When Cooper turned to lead the way upstairs, a bitter gust of air slammed into him. In the stagnant basement heat, he nearly staggered, but the sensation quickly passed.

He whispered as he climbed the stairs, the Barrows a step behind, "You said I would help save them, but they saved me. I bet you knew all along, didn't you?"

A fading cold caress brushed his cheek, then was gone. He never felt the Blankenships' presence again. His deed was done. The Blankenships could finally rest.

"Sunlight, sweet Jesus, sunlight!" Harold cried out as they reached the ground floor landing. Cooper's home was in shambles after Ethan and his men tore through it, but no place had ever seemed more inviting. He guided them upstairs and through the hallway leading to the front door. Broken glass littered the floor.
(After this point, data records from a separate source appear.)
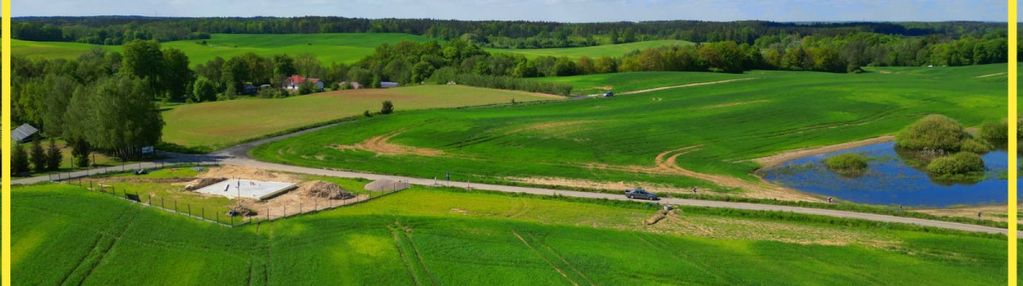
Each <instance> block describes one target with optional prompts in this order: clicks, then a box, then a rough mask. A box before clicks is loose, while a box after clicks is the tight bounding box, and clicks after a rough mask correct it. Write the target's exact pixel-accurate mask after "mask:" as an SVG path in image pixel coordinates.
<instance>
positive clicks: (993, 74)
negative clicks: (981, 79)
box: [974, 71, 1008, 79]
mask: <svg viewBox="0 0 1023 286" xmlns="http://www.w3.org/2000/svg"><path fill="white" fill-rule="evenodd" d="M1007 74H1008V73H1005V71H1003V73H994V74H987V75H981V76H977V77H974V78H977V79H983V78H990V77H997V76H1005V75H1007Z"/></svg>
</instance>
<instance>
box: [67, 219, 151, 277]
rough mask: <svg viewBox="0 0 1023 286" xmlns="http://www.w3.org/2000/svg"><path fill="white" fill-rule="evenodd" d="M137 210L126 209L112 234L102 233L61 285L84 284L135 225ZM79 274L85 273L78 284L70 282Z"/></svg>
mask: <svg viewBox="0 0 1023 286" xmlns="http://www.w3.org/2000/svg"><path fill="white" fill-rule="evenodd" d="M137 210H138V209H136V208H128V209H126V210H125V211H123V212H122V213H121V216H119V217H118V219H117V220H115V222H114V225H113V226H110V232H109V233H108V234H103V233H100V235H99V236H98V237H97V238H96V240H95V241H93V244H92V248H90V249H89V252H87V253H85V255H84V256H82V258H80V259H79V261H78V264H77V265H76V267H75V269H73V270H72V271H71V272H69V273H68V274H66V275H64V277H63V278H62V279H60V285H82V284H84V283H85V281H86V280H88V279H89V276H91V275H92V273H93V272H94V271H95V270H96V268H97V267H99V265H100V264H102V263H103V258H105V257H106V254H108V253H109V251H110V249H114V246H115V245H117V244H118V242H120V241H121V237H123V236H124V234H125V233H126V232H128V229H129V228H131V226H132V225H133V224H134V222H135V216H136V214H138V211H137ZM125 221H126V222H125ZM107 238H108V242H107ZM90 258H92V259H90ZM79 272H84V273H82V274H81V278H79V279H78V281H77V282H74V281H70V279H73V278H78V277H77V276H76V275H75V274H76V273H79ZM69 283H71V284H69Z"/></svg>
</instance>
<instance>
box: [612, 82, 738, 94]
mask: <svg viewBox="0 0 1023 286" xmlns="http://www.w3.org/2000/svg"><path fill="white" fill-rule="evenodd" d="M756 79H757V78H745V79H735V80H724V81H716V82H706V83H693V84H684V85H677V86H669V87H659V88H652V89H644V90H635V91H628V92H623V93H621V94H622V95H628V94H639V93H648V92H655V91H662V90H669V89H677V88H691V87H699V86H709V85H718V84H727V83H733V82H742V81H750V80H756Z"/></svg>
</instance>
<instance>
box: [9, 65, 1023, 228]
mask: <svg viewBox="0 0 1023 286" xmlns="http://www.w3.org/2000/svg"><path fill="white" fill-rule="evenodd" d="M705 84H706V83H705ZM333 126H336V125H327V126H322V127H318V128H313V129H308V130H304V131H299V132H296V133H292V134H287V135H282V136H278V137H272V138H267V139H262V140H257V141H253V142H249V143H242V144H239V145H236V146H234V147H230V148H227V149H223V150H221V151H217V152H214V153H210V154H201V155H195V154H177V153H163V154H162V155H164V156H165V157H167V158H166V159H163V160H160V161H154V162H141V163H133V164H131V166H128V169H127V170H132V168H145V169H152V168H159V166H161V165H162V164H163V163H171V162H198V163H219V164H231V165H241V166H248V168H255V169H262V170H267V171H278V172H287V173H296V174H306V175H316V176H327V177H338V178H357V179H367V180H381V179H389V180H403V181H406V182H408V183H410V184H413V185H419V186H437V187H452V188H464V187H466V185H465V183H461V182H443V181H435V180H434V179H422V178H411V177H401V176H389V175H380V174H372V173H361V172H349V171H340V170H325V169H316V168H306V166H298V165H288V164H280V163H273V162H266V161H259V160H256V159H252V158H250V157H249V150H251V149H252V148H255V147H256V146H259V145H262V144H266V143H270V142H274V141H278V140H283V139H286V138H292V137H295V136H299V135H302V134H306V133H310V132H315V131H318V130H321V129H325V128H329V127H333ZM673 151H674V152H679V150H677V149H676V150H673ZM662 158H663V156H662ZM670 158H671V157H670V156H669V157H668V159H667V160H666V161H667V162H666V163H670V161H671V159H670ZM121 169H122V166H109V168H101V169H93V170H88V171H78V172H71V173H64V174H62V175H61V176H62V177H61V178H60V180H68V178H81V177H87V176H90V175H95V174H97V173H98V172H101V171H105V172H118V171H120V170H121ZM54 179H56V178H55V177H53V176H50V175H44V176H38V177H30V178H21V179H17V180H12V181H11V184H13V185H29V184H36V183H43V182H49V181H54ZM472 188H473V189H477V190H486V191H496V192H505V193H526V194H534V195H546V196H553V195H560V196H571V197H578V198H592V199H612V200H631V199H628V198H626V197H625V196H624V195H621V194H611V193H594V192H582V191H567V190H558V189H549V188H536V187H519V186H506V185H493V184H475V183H474V184H472ZM659 203H662V204H674V205H683V206H699V207H716V208H732V209H744V210H760V211H785V212H794V213H801V214H812V216H822V217H833V218H843V219H854V220H865V221H873V222H882V223H895V224H907V225H916V226H923V227H931V228H939V229H947V230H957V231H965V232H977V233H989V234H1008V233H1009V231H1008V230H1007V229H1002V228H995V227H987V226H980V225H971V224H963V223H953V222H945V221H936V220H925V219H917V218H906V217H896V216H888V214H878V213H870V212H857V211H849V210H837V209H828V208H813V207H803V206H791V205H779V204H764V203H750V202H735V201H720V200H703V199H685V198H663V199H661V200H660V201H659ZM1019 233H1020V234H1021V235H1023V232H1019Z"/></svg>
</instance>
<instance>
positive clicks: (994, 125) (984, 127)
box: [979, 121, 1009, 145]
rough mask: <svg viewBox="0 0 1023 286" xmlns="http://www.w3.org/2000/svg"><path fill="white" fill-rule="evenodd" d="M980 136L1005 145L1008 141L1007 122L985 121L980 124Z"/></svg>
mask: <svg viewBox="0 0 1023 286" xmlns="http://www.w3.org/2000/svg"><path fill="white" fill-rule="evenodd" d="M979 135H980V138H981V139H984V140H985V141H987V142H990V143H992V144H995V145H1006V144H1008V142H1009V124H1008V123H1006V122H1005V121H1003V122H998V123H985V124H984V125H981V126H980V134H979Z"/></svg>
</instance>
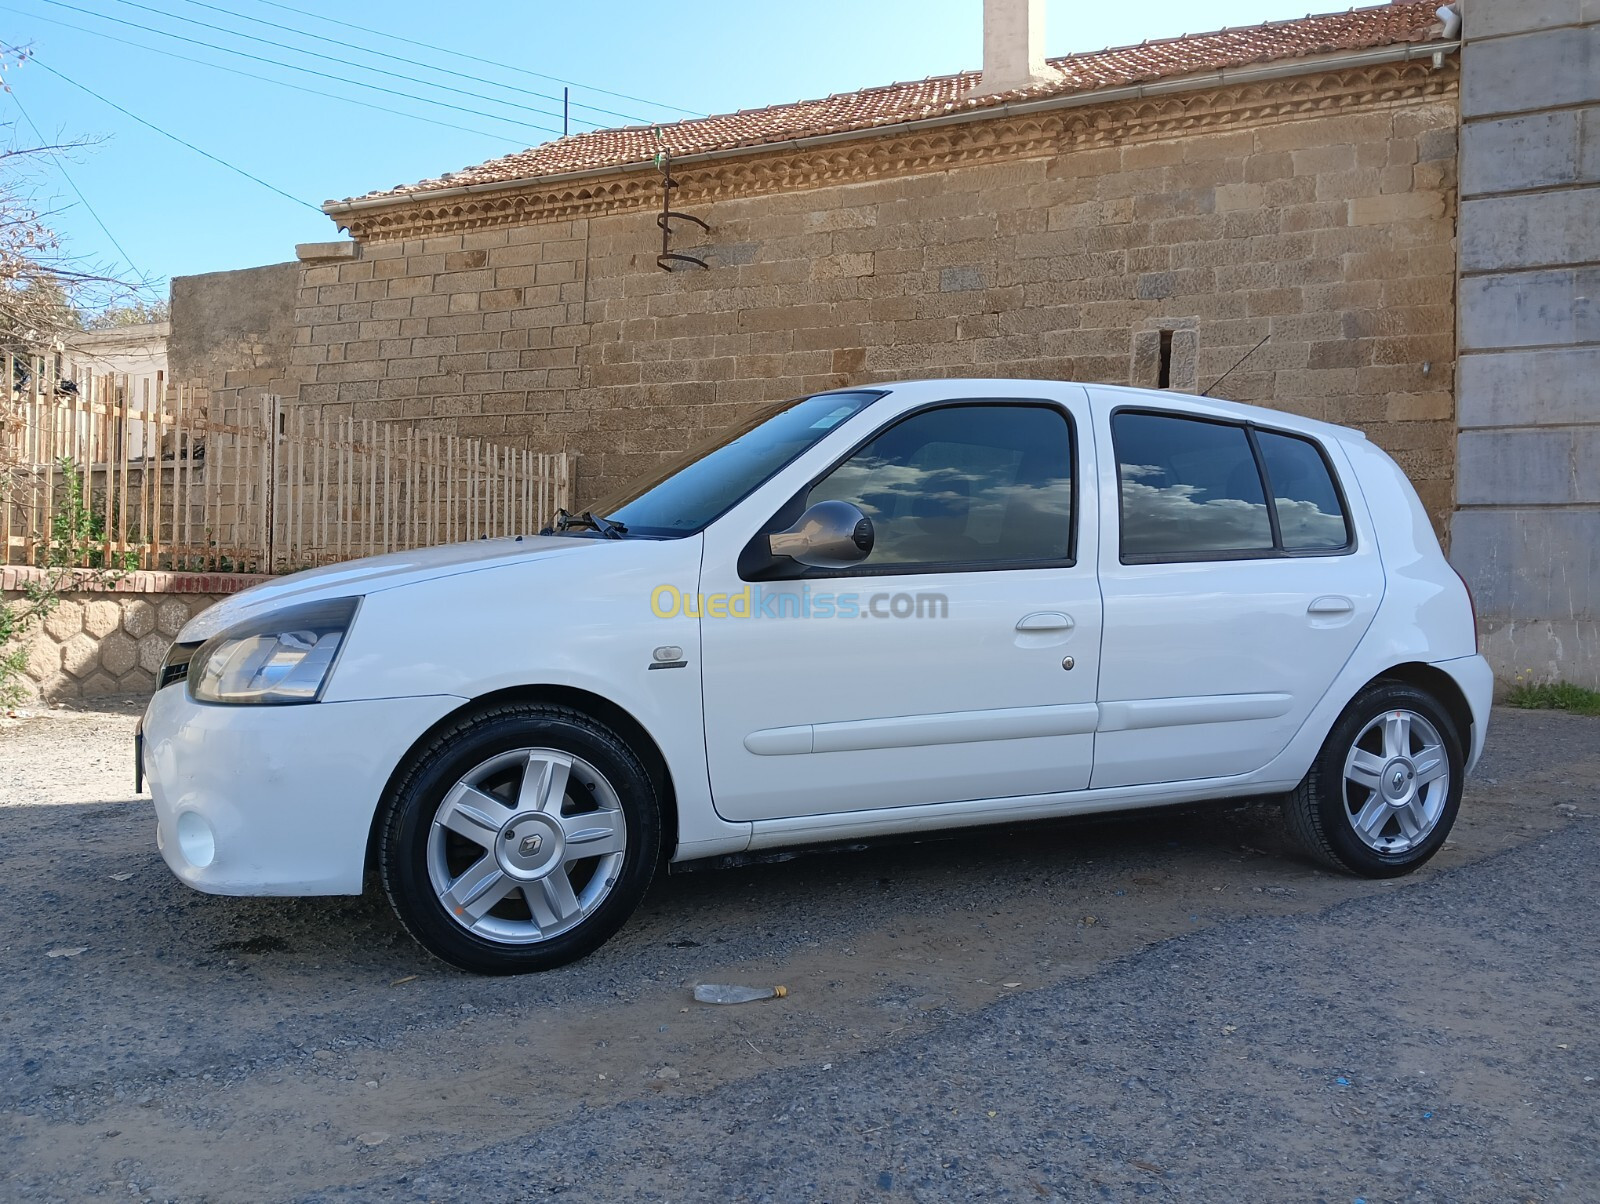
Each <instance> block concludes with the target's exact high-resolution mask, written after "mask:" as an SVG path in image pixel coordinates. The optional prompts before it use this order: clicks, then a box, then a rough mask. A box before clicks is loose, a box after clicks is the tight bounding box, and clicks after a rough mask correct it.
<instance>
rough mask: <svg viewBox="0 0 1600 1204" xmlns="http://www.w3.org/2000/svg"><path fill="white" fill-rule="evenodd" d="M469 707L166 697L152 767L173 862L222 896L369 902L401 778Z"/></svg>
mask: <svg viewBox="0 0 1600 1204" xmlns="http://www.w3.org/2000/svg"><path fill="white" fill-rule="evenodd" d="M462 701H464V700H461V698H454V696H448V695H434V696H426V698H378V700H370V701H357V703H312V704H307V706H203V704H200V703H197V701H194V700H192V698H190V696H189V692H187V690H186V688H184V687H182V685H168V687H166V688H163V690H157V693H155V696H154V698H150V706H149V708H147V709H146V712H144V720H142V740H141V746H142V748H141V757H142V769H144V775H146V777H147V778H149V783H150V797H152V799H154V801H155V825H157V828H155V839H157V845H158V847H160V850H162V857H163V858H165V860H166V865H168V868H171V871H173V873H174V874H178V877H181V879H182V881H184V882H187V884H189V885H192V887H194V889H195V890H205V892H210V893H214V895H358V893H360V892H362V877H363V873H365V868H366V837H368V833H370V831H371V825H373V817H374V815H376V812H378V804H379V801H381V797H382V791H384V786H386V785H387V781H389V775H390V773H392V772H394V769H395V765H397V764H398V762H400V759H402V757H403V756H405V753H406V749H410V748H411V744H413V743H414V741H416V738H418V736H421V735H422V733H424V732H426V730H427V728H429V727H432V725H434V724H435V722H438V720H440V719H443V717H445V716H446V714H450V712H451V711H454V709H456V708H458V706H461V703H462Z"/></svg>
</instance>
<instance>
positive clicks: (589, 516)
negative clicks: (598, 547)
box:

Dust billowed in the sunlight streaming through the windows.

"Papa, it’s beautiful!"

Cooper turned to face the Barrows, but they didn't take note of him. Their failing faculties were focused on the warm glorious sunlight--a sight they'd been deprived of for over seventy years. Cooper rushed ahead and opened the front door, stepping aside to let them walk by.

By the time they reached the outside porch, Harold and his daughter could barely move. They were rotting. But their vigilance never flagged. Cooper sat on the edge of the porch and rested. Harold and Edwina walked down the steps, up the drive and around the bend near the street. He thought they wouldn't have lasted much farther, but Cooper never found any evidence that they hadn't made the end of the drive, and just kept walking.